VIU researcher explores social media in science education

December 14, 2011 - 8:04am

Vancouver Island University professor Dr. Rachel Moll is leading an international study to explore social media use in science education.

Moll has received a two-year $50,000 grant from the Social Sciences Humanities Research Council (SSHRC) to study how physics teachers and students in high school and first-year university use social media to teach and learn.

“It’s an international collaborative study involving researchers in Sweden, Australia and Canada,” Moll explained. “Data will be compared and recommendations will be made for incorporating new technologies into teaching and learning practices in science.”

A former high school physics teacher, Moll now teaches in the Post Baccalaureate and Master of Educational Leadership program at VIU and supervises student research projects.

The idea for the study germinated while Moll completed her post-doctoral work in the Physics department at Uppsala University in Sweden.

“How students and their teachers use social media to support teaching and learning is a fairly new area of research because the technology is new,” Moll said. “We’ve heard a lot about online learning but not about social media in teaching and learning. It’s definitely an area that needs further study.”

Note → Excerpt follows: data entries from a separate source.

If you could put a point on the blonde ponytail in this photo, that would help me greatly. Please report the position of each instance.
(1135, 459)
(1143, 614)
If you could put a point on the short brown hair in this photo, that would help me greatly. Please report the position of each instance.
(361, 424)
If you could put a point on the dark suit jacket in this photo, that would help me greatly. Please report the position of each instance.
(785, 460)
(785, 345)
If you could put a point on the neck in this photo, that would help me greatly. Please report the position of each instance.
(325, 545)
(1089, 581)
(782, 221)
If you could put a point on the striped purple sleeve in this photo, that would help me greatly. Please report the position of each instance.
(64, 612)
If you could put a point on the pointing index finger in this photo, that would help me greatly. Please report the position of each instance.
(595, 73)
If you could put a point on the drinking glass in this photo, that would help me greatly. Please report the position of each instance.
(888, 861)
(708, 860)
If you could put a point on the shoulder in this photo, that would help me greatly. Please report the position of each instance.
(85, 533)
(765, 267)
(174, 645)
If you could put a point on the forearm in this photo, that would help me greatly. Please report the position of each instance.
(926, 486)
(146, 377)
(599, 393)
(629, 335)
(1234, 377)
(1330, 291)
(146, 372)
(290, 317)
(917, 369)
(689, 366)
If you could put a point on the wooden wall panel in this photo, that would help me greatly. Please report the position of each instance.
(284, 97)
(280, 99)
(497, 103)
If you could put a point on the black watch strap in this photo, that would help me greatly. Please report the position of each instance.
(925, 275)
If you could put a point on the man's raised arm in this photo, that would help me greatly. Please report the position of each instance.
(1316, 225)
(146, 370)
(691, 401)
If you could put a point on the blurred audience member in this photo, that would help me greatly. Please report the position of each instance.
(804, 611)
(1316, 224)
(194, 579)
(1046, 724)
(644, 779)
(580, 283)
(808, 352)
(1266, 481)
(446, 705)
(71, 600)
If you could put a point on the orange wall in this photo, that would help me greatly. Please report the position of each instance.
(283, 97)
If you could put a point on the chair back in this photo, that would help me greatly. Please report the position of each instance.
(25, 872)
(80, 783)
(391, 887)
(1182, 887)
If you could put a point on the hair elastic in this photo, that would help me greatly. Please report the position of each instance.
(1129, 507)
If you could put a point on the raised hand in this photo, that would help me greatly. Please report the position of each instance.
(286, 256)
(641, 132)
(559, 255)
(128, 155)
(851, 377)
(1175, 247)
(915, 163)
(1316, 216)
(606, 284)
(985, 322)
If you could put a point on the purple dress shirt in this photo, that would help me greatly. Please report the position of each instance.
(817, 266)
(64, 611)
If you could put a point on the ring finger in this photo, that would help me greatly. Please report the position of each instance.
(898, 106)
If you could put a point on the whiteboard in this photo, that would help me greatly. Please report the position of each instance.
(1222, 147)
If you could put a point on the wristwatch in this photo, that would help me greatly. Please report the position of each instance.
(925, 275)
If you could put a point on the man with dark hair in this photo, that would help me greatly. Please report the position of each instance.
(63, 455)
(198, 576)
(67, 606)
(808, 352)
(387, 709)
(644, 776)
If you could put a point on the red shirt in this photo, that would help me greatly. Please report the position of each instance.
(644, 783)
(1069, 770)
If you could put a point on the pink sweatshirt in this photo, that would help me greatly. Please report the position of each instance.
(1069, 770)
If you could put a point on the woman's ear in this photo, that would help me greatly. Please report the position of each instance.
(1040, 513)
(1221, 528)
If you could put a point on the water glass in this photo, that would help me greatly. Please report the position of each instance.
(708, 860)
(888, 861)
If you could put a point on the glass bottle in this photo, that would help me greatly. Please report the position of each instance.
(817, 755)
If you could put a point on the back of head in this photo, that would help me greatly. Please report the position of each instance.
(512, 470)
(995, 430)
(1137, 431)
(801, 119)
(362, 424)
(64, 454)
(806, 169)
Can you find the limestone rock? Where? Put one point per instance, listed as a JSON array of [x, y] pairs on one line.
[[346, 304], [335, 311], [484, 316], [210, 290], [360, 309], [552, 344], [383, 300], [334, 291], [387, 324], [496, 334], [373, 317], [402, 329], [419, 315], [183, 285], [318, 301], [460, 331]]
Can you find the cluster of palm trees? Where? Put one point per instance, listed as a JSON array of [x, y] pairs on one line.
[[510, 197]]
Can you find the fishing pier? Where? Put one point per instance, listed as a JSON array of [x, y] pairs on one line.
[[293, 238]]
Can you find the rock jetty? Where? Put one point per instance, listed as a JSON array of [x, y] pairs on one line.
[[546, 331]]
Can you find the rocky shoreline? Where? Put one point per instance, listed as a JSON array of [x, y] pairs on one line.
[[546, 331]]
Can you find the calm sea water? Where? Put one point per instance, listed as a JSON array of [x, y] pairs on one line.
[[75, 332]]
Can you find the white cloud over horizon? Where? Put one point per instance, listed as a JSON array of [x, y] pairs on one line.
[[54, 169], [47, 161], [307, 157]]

Moll has received research grants from Uppsala University, the University of Wollongong, Australia, VIU Research Office, and now SSHRC. A start-up grant from VIU allowed her to conduct preliminary research in Sweden for a week in December 2010.

Her preliminary findings show that high school and first-year university physics students do not typically use Twitter to assist in their learning, but they rely heavily on Facebook. “If they do use Twitter, it’s typically to follow celebrities,” she says.

“In my broader study I’m hoping to address, ‘What is the collaborative and cooperative nature of these tools and how do you tailor teaching so that it fits with how students currently learn?’ When they get stuck on a question or problem while studying, where do they go?

“Students talk online to their peers when doing their homework but don’t often meet face-to-face. There are so many sources for learning in today’s world. How do we bring them together most effectively?

“We can use technology to develop individualized learning plans for students,” Moll said. “There is currently a shift towards an emphasis on 21st century learning. Social media technology has the potential to play an important role in this shift. We can’t ignore that fact.”

Moll’s research will be done in three phases. Stage one involves holding focus groups among teachers and students in Canada, Sweden and Australia to find out how they engage with social media.

The second stage will involve developing a survey aimed at the same group to identify trends. The final stage will be to select a few case studies among teachers who are using social media in unique ways.

Moll will use the SSHRC grant to hire four student research assistants at VIU next year. She has already hired Nicole McDaid, a student in VIU’s Master in Education Leadership program, to assist with transcribing and analysis of focus group interviews held in Sweden.

The student research assistants will have the opportunity to present their findings at the April 2012 American Educational Research Association conference in Vancouver, the largest educational research conference in the world.

Moll’s international co-collaborators on the project include Dr. Cedric Linder, Chair and professor, Department of Physics and Astronomy, Uppsala University, Sweden; and Wendy Nielsen, Lecturer, Faculty of Education, University of Wollongong in Australia.